Cependant, derrière les "apparences" (p.ex. le titre du Prix décerné en 2009, voir ci-dessus) qui accompagnent l'attribution des Prix Nobel en chimie, il y a une logique implacable: La chimie est une science fondamentale dont le rôle est incontournable dans la plupart des domaines clés de la civilisation. On retrouve des concepts de chimie, découverts par des chimistes, dans des domaines aussi variés que la santé et la nutrition (sciences de la Vie), l'énergie (physique, environnement), le fonctionnement des cellules (sciences de la Vie, biologie).

Par exemple, le Prix Nobel de chimie 2008 a été attribués à 3 biochimistes travaillant aux USA pour "la découverte et le développement de la protéine fluorescente verte GFP" (Green Fluorescent Protein). Cette protéine représente un véritable pas en avant pour de nombreux chercheurs sur la planète, puisque son utilisation permet de visualiser, par microscopie à fluorescence, des organelles et des processus dans les cellules vivantes.
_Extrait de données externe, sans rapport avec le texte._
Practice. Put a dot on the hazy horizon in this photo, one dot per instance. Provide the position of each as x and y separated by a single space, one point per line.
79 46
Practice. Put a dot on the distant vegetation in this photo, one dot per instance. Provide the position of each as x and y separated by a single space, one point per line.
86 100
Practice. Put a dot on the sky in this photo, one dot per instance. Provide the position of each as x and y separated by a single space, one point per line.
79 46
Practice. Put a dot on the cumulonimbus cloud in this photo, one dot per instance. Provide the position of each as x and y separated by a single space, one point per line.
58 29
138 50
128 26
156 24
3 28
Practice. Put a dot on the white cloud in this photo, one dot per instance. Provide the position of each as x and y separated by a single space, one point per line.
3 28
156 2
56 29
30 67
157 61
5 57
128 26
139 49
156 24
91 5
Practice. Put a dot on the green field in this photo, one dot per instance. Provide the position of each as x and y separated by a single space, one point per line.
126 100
Le sujet à l'origine de l'attribution de ce Prix Nobel semble a priori biologique, mais les biochimistes qui ont été récompensés sont avant tout des chimistes spécialistes des biomolécules.
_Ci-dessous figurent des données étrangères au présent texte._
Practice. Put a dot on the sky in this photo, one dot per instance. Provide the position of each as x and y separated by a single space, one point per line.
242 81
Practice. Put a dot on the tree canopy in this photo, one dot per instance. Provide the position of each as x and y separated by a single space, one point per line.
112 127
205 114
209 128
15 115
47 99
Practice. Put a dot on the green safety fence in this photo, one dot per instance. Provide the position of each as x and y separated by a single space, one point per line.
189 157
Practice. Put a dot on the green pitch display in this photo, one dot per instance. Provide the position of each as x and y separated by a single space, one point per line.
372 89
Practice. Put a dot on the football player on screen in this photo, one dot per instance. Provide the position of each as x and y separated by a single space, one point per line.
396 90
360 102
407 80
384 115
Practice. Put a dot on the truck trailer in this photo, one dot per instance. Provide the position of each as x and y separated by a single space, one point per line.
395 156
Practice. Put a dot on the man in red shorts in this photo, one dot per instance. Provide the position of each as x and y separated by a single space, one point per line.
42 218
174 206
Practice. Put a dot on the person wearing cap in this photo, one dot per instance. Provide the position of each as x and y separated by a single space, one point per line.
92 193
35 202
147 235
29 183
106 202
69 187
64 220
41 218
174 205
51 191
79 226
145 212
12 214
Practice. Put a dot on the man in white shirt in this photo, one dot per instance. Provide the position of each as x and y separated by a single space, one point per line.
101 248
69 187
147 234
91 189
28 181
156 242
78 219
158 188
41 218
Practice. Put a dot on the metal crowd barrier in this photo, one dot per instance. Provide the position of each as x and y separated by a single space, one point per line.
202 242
Les frontières entre sciences sont souvent difficiles à tracer, et c'est la raison pour laquelle une science fondamentale comme la chimie peut être honorée pour ses découvertes dans des domaines connexes comme la biologie ou la physique.

A titre d'exemple supplémentaire, Edmond Fischer, chimiste et biochimiste ayant effectué toutes ses études à l'Université de Genève (1 licence en chimie, 1 licence en biologie, 1 diplôme d'ingénieur chimiste, 1 doctorat en chimie organique), a reçu le Prix Nobel de médecine et physiologie en 1992, avec Edwin Krebs, pour "les découvertes concernant la phosphorylation réversible des protéines en tant que mécanisme de régulation biologique". De la science des molécules et des biomolécules à la médecine, l'écart peut sembler grand, mais les mécanismes fondamentaux qui gouvernent notre organisme en sont la démonstration vivante et quotidienne!

En conclusion, les Prix Nobel de chimie ne vont pas toujours à des chercheurs s'intéressant à la biologie ou les sciences de la Vie, mais ils sont attribués à des chercheurs qui font des découvertes fondamentales dans tous les domaines auxquels la chimie peut apporter des explications et des solutions, au-delà des modes et des impératifs de financement de la science.